ISLAMABAD: Pakistan’s trade deficit widened by 44 percent in July 2025, driven by a sharp increase in imports that outpaced the growth in exports, according to data released by the Pakistan Bureau of Statistics (PBS) on Wednesday. The figures point to renewed stress on the country’s external accounts at the outset of the new fiscal year.
Exports rose 16.9 percent year-on-year to $2.7 billion in July, also marking an 8.9 percent rise from the previous month. However, imports surged 29.3 percent compared to July last year, reaching $5.4 billion—a 12.4 percent increase from June. This pushed the monthly trade deficit to $2.75 billion, up from $1.91 billion in July 2024 and $2.37 billion the previous month.
For the fiscal year 2024-25, the overall trade gap expanded by 9.3 percent to $26.35 billion.
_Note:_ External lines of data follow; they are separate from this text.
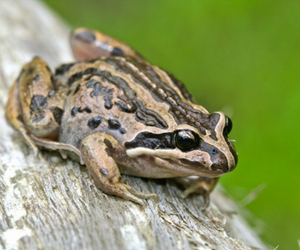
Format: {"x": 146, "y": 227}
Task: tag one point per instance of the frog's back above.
{"x": 122, "y": 96}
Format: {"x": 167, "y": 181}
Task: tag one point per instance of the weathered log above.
{"x": 51, "y": 203}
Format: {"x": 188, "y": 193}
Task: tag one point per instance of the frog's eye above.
{"x": 228, "y": 126}
{"x": 186, "y": 140}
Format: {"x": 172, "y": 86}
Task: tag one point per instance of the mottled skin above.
{"x": 116, "y": 113}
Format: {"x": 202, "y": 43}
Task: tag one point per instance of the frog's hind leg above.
{"x": 97, "y": 152}
{"x": 14, "y": 116}
{"x": 36, "y": 102}
{"x": 89, "y": 44}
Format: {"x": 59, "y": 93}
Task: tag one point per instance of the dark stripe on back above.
{"x": 127, "y": 102}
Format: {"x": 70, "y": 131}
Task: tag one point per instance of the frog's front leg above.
{"x": 98, "y": 151}
{"x": 201, "y": 185}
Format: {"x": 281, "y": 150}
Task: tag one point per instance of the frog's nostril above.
{"x": 85, "y": 36}
{"x": 220, "y": 166}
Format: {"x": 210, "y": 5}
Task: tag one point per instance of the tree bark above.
{"x": 51, "y": 203}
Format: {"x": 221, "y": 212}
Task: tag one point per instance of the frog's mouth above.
{"x": 178, "y": 164}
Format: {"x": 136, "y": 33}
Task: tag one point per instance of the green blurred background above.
{"x": 241, "y": 57}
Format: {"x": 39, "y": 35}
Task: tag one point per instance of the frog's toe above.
{"x": 129, "y": 193}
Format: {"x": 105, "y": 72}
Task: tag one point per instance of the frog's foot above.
{"x": 97, "y": 151}
{"x": 202, "y": 186}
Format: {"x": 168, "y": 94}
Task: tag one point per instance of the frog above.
{"x": 117, "y": 114}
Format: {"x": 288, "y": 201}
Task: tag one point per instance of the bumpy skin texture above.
{"x": 117, "y": 113}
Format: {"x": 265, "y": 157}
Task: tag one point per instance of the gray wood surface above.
{"x": 50, "y": 203}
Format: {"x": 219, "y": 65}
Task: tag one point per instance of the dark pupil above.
{"x": 185, "y": 140}
{"x": 228, "y": 126}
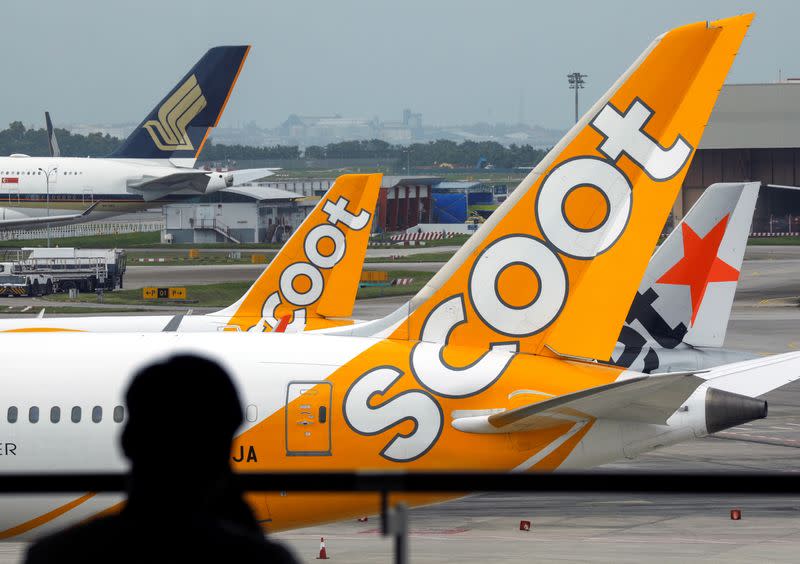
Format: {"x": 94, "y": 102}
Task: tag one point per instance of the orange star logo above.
{"x": 700, "y": 264}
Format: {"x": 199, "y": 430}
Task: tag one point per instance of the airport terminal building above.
{"x": 246, "y": 214}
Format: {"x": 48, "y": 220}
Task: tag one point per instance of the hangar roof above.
{"x": 755, "y": 116}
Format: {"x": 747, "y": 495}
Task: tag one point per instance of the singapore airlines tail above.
{"x": 178, "y": 126}
{"x": 687, "y": 291}
{"x": 301, "y": 283}
{"x": 554, "y": 270}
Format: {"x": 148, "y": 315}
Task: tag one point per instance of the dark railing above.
{"x": 394, "y": 521}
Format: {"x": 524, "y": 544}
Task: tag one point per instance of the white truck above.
{"x": 40, "y": 271}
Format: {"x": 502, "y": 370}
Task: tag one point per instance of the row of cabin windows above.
{"x": 37, "y": 172}
{"x": 75, "y": 414}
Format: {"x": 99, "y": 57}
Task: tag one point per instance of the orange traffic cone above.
{"x": 323, "y": 554}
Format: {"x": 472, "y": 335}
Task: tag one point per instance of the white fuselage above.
{"x": 91, "y": 371}
{"x": 79, "y": 182}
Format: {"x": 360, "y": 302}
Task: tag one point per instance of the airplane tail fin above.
{"x": 556, "y": 266}
{"x": 52, "y": 142}
{"x": 687, "y": 291}
{"x": 317, "y": 271}
{"x": 178, "y": 126}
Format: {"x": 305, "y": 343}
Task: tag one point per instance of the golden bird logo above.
{"x": 169, "y": 130}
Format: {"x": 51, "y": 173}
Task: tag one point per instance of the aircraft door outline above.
{"x": 308, "y": 418}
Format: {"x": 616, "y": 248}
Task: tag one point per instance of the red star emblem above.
{"x": 700, "y": 264}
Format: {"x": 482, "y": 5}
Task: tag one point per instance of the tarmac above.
{"x": 621, "y": 528}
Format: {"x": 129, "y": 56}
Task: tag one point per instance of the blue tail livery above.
{"x": 179, "y": 125}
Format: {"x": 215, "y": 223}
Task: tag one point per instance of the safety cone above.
{"x": 323, "y": 553}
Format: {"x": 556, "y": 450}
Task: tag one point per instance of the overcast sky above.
{"x": 456, "y": 61}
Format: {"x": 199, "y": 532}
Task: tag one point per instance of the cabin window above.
{"x": 251, "y": 413}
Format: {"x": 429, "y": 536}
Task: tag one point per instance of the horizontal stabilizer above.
{"x": 643, "y": 399}
{"x": 755, "y": 377}
{"x": 239, "y": 177}
{"x": 153, "y": 188}
{"x": 46, "y": 220}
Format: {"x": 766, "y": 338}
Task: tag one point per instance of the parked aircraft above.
{"x": 335, "y": 234}
{"x": 479, "y": 371}
{"x": 152, "y": 167}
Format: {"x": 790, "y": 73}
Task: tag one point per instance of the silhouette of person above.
{"x": 183, "y": 503}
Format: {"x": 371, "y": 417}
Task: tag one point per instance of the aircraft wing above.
{"x": 45, "y": 220}
{"x": 643, "y": 399}
{"x": 156, "y": 187}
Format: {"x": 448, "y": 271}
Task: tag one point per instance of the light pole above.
{"x": 576, "y": 82}
{"x": 47, "y": 174}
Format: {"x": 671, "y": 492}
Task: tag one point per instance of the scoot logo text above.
{"x": 623, "y": 134}
{"x": 318, "y": 258}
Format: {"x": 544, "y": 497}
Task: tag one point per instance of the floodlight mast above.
{"x": 576, "y": 82}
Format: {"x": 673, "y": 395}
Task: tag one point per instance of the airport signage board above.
{"x": 151, "y": 293}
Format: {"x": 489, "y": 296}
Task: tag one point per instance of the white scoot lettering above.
{"x": 416, "y": 406}
{"x": 625, "y": 134}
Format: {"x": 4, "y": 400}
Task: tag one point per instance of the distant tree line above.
{"x": 467, "y": 154}
{"x": 221, "y": 153}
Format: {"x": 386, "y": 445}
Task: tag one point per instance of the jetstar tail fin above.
{"x": 316, "y": 272}
{"x": 559, "y": 262}
{"x": 687, "y": 291}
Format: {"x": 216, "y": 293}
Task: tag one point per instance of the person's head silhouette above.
{"x": 182, "y": 417}
{"x": 183, "y": 503}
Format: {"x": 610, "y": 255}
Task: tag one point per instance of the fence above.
{"x": 82, "y": 230}
{"x": 394, "y": 521}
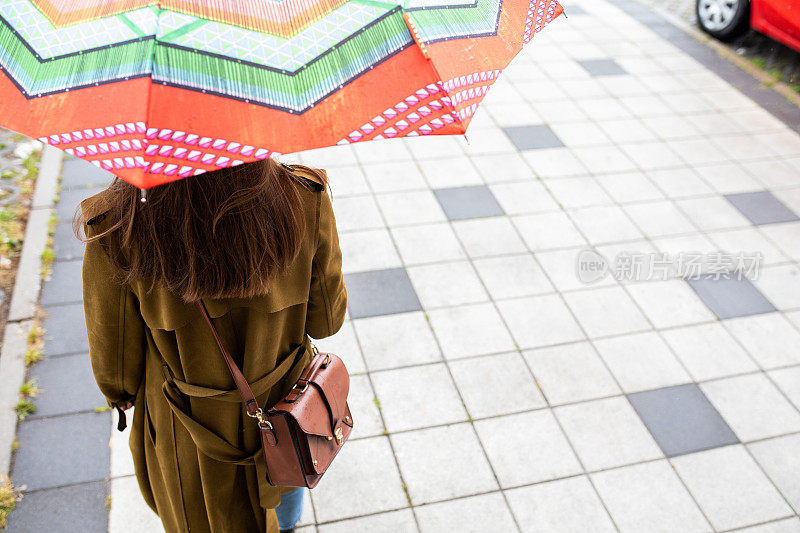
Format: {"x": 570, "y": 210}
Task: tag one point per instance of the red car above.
{"x": 726, "y": 19}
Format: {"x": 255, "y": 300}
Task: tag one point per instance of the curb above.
{"x": 725, "y": 52}
{"x": 24, "y": 298}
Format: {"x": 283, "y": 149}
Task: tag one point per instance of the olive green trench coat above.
{"x": 196, "y": 454}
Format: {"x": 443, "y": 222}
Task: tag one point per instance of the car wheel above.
{"x": 724, "y": 19}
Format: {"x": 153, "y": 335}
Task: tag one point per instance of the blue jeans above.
{"x": 290, "y": 509}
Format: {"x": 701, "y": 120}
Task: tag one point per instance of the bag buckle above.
{"x": 300, "y": 391}
{"x": 262, "y": 420}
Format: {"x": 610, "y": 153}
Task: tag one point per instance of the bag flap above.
{"x": 324, "y": 402}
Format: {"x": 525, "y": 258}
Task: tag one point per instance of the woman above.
{"x": 258, "y": 244}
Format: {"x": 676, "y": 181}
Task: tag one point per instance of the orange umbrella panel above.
{"x": 158, "y": 91}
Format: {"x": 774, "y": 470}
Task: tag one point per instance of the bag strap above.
{"x": 245, "y": 391}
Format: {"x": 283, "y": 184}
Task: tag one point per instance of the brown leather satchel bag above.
{"x": 302, "y": 433}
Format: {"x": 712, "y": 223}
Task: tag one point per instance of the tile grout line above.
{"x": 22, "y": 309}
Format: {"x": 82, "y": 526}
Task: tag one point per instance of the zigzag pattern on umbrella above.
{"x": 183, "y": 66}
{"x": 190, "y": 132}
{"x": 284, "y": 18}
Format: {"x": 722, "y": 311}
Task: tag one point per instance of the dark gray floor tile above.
{"x": 65, "y": 245}
{"x": 64, "y": 510}
{"x": 380, "y": 292}
{"x": 67, "y": 386}
{"x": 77, "y": 173}
{"x": 602, "y": 67}
{"x": 461, "y": 203}
{"x": 68, "y": 200}
{"x": 729, "y": 298}
{"x": 534, "y": 137}
{"x": 761, "y": 207}
{"x": 65, "y": 330}
{"x": 62, "y": 450}
{"x": 682, "y": 420}
{"x": 64, "y": 285}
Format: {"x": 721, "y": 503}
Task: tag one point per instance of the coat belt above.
{"x": 208, "y": 441}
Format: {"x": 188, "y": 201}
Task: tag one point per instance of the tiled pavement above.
{"x": 494, "y": 390}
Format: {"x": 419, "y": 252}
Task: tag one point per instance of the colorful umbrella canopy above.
{"x": 158, "y": 91}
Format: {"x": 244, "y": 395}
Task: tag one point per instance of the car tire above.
{"x": 723, "y": 19}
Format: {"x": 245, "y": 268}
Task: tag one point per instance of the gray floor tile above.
{"x": 460, "y": 203}
{"x": 574, "y": 10}
{"x": 76, "y": 451}
{"x": 64, "y": 285}
{"x": 64, "y": 510}
{"x": 602, "y": 67}
{"x": 682, "y": 420}
{"x": 67, "y": 386}
{"x": 729, "y": 298}
{"x": 380, "y": 292}
{"x": 65, "y": 330}
{"x": 533, "y": 137}
{"x": 761, "y": 207}
{"x": 69, "y": 199}
{"x": 65, "y": 244}
{"x": 77, "y": 173}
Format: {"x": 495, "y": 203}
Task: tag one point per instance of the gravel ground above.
{"x": 779, "y": 60}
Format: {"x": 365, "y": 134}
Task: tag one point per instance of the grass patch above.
{"x": 29, "y": 389}
{"x": 25, "y": 407}
{"x": 48, "y": 256}
{"x": 9, "y": 497}
{"x": 32, "y": 356}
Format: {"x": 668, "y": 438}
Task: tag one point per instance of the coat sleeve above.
{"x": 116, "y": 330}
{"x": 327, "y": 301}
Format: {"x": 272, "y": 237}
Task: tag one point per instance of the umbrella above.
{"x": 158, "y": 91}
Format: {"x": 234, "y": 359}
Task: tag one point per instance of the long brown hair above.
{"x": 223, "y": 234}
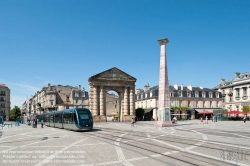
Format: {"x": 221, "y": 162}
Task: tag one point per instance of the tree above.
{"x": 246, "y": 108}
{"x": 139, "y": 112}
{"x": 15, "y": 113}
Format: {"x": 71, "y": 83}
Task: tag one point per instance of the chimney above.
{"x": 237, "y": 74}
{"x": 190, "y": 87}
{"x": 146, "y": 88}
{"x": 176, "y": 86}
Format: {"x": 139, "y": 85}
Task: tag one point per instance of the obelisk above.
{"x": 164, "y": 118}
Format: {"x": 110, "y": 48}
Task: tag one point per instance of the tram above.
{"x": 76, "y": 119}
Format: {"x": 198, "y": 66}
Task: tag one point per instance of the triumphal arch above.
{"x": 118, "y": 81}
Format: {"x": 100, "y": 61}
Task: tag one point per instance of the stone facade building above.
{"x": 197, "y": 99}
{"x": 4, "y": 102}
{"x": 58, "y": 97}
{"x": 235, "y": 92}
Total exports during the year stood at $32 billion, showing a 4.5 percent increase, while imports grew by 6.6 percent to $58.4 billion.
Meanwhile, the PBS also released the services trade statistics for FY2024-25. Pakistan saw a notable improvement in its services trade balance, with the deficit narrowing by 15.84 percent to $2.62 billion, compared to $3.1 billion in the previous fiscal year.
In FY25, the country exported services worth $8.4 billion—an increase of 9.23 percent from $7.68 billion in FY24. On the other hand, imports of services rose modestly by 2.01 percent to $11 billion, up from $10.8 billion last year.
The data highlights moderate gains in exports of both goods and services, though import growth—likely tied to increased industrial activity and energy needs—continues to weigh on the overall trade balance.